Vivek Ramaswamy Posts Up In Front of Court for Trump Arraignment in Desperate Bid for Senpai’s Approval
Republican presidential candidate and cheerleader for former president Donald Trump Vivek Ramaswamy posted up in front of the Washington, D.C. courthouse where Trump is set to be arraigned on Thursday to mourn Trump’s legal troubles and make a desperate bid for his approval.
“Earlier this week I sued the U.S. Department of Justice and I further filed an additional FOIA request to understand what President Biden told Jack Smith, what Merrick Garland told Jack Smith, because we want the truth,” began Ramaswamy gravely. “Today I’m in front of the courthouse in Washington, D.C. where the 45th president of the United States, my competitor in this race, will be arraigned later today.”
The man who paid to have details he believed would be damaging to his primary campaign scrubbed from his Wikipedia page continued:
But I think that the symbolic moment of today is something far deeper than just this case. We live in an era of the noble lie. The so-called lie that the government tells to its people because it believes the people can’t handle the truth. Why is it that we see the rise of three different indictments, three supposedly independent prosecutions at the same time, in the midst of a presidential election. It’s because the government does not trust the people to select their leaders.

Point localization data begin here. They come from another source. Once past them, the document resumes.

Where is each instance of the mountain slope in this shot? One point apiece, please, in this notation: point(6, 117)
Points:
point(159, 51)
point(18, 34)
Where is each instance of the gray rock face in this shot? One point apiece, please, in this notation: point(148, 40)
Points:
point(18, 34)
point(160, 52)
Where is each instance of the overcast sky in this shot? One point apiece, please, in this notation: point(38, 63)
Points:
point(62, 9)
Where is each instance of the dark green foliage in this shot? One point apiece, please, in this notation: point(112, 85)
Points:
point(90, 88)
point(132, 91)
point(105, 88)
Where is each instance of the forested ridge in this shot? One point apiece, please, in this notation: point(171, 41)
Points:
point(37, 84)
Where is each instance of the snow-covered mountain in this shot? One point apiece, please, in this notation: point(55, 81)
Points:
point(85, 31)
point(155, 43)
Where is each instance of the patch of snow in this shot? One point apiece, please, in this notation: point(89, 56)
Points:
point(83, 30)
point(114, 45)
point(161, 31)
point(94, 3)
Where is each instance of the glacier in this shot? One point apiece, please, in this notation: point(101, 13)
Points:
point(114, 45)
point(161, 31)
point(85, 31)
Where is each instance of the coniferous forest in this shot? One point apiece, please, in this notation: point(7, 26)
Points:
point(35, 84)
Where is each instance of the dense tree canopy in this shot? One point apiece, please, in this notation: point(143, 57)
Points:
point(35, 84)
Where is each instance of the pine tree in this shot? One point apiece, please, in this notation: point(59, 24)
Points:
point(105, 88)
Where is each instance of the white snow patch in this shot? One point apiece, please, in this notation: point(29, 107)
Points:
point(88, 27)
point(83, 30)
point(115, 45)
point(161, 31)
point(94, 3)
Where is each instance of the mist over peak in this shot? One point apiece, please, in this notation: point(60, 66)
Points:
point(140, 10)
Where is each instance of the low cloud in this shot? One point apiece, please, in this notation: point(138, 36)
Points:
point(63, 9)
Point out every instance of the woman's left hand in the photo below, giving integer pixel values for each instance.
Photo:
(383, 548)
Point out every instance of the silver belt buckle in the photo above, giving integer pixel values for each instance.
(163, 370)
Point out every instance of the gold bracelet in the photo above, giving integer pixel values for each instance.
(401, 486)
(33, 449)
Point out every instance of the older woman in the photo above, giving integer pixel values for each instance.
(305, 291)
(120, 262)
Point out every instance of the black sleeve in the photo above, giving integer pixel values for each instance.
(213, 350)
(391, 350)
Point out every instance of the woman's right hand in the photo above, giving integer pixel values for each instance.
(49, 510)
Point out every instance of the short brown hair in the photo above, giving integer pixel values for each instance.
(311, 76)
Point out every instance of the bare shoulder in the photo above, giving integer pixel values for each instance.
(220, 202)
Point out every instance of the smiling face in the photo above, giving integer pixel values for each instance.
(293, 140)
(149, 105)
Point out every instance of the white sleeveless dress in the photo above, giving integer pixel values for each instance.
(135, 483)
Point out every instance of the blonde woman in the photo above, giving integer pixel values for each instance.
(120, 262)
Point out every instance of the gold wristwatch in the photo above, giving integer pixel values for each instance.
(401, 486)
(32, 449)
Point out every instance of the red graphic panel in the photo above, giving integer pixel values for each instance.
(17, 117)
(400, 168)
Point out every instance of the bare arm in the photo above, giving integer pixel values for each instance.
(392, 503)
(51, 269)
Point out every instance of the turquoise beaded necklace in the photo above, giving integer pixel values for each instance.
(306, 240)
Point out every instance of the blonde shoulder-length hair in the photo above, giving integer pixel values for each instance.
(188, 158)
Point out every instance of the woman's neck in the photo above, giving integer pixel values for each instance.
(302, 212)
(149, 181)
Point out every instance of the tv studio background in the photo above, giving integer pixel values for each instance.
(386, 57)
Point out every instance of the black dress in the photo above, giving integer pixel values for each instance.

Ramaswamy went on to invoke the American Revolution and argue that the charges against Trump constitute a “politicized persecution through prosecution.”
Trump faces four counts related to his attempts to overturn the 2020 presidential election, which culminated with the January 6 Capitol riot.
In his 2022 book Nation of Victims, Ramaswamy accused Trump of taking “a page from the Stacey Abrams playbook” insisted that Trump’s claims of voter fraud were “just as weak” as Abrams’s claims of voter suppression, and called January 6 “a dark day for democracy.”
“The loser of the last election refused to concede the race, claimed the election was stolen, raised hundred of millions of dollars from loyal supporters, and is considering running for executive office again,” he wrote.
On the campaign trail, however, Ramaswamy has changed his tune.
“You want to know what caused Jan. 6?” he asked Tucker Carlson rhetorically last month before answering that it was “pervasive censorship in this country in the lead-up” to the riot. “There’s such a temptation to say that there’s one man,” he lamented about the version of himself who wrote Nation of Victims.
He echoed that message on after Trump’s indictment on Tuesday, which he called “another sad moment in our country’s history.”
“It is wrong and incorrect and inaccurate to place blame for what happened on January 6 at the feet of Donald Trump,” argued Ramaswamy. “Donald Trump was not responsible for what happened on January 6.
“You want to know what was responsible?” he asked. “Systematic, pervasive censorship in this country.”
It is not yet known whether the longshot candidate was noticed by senpai.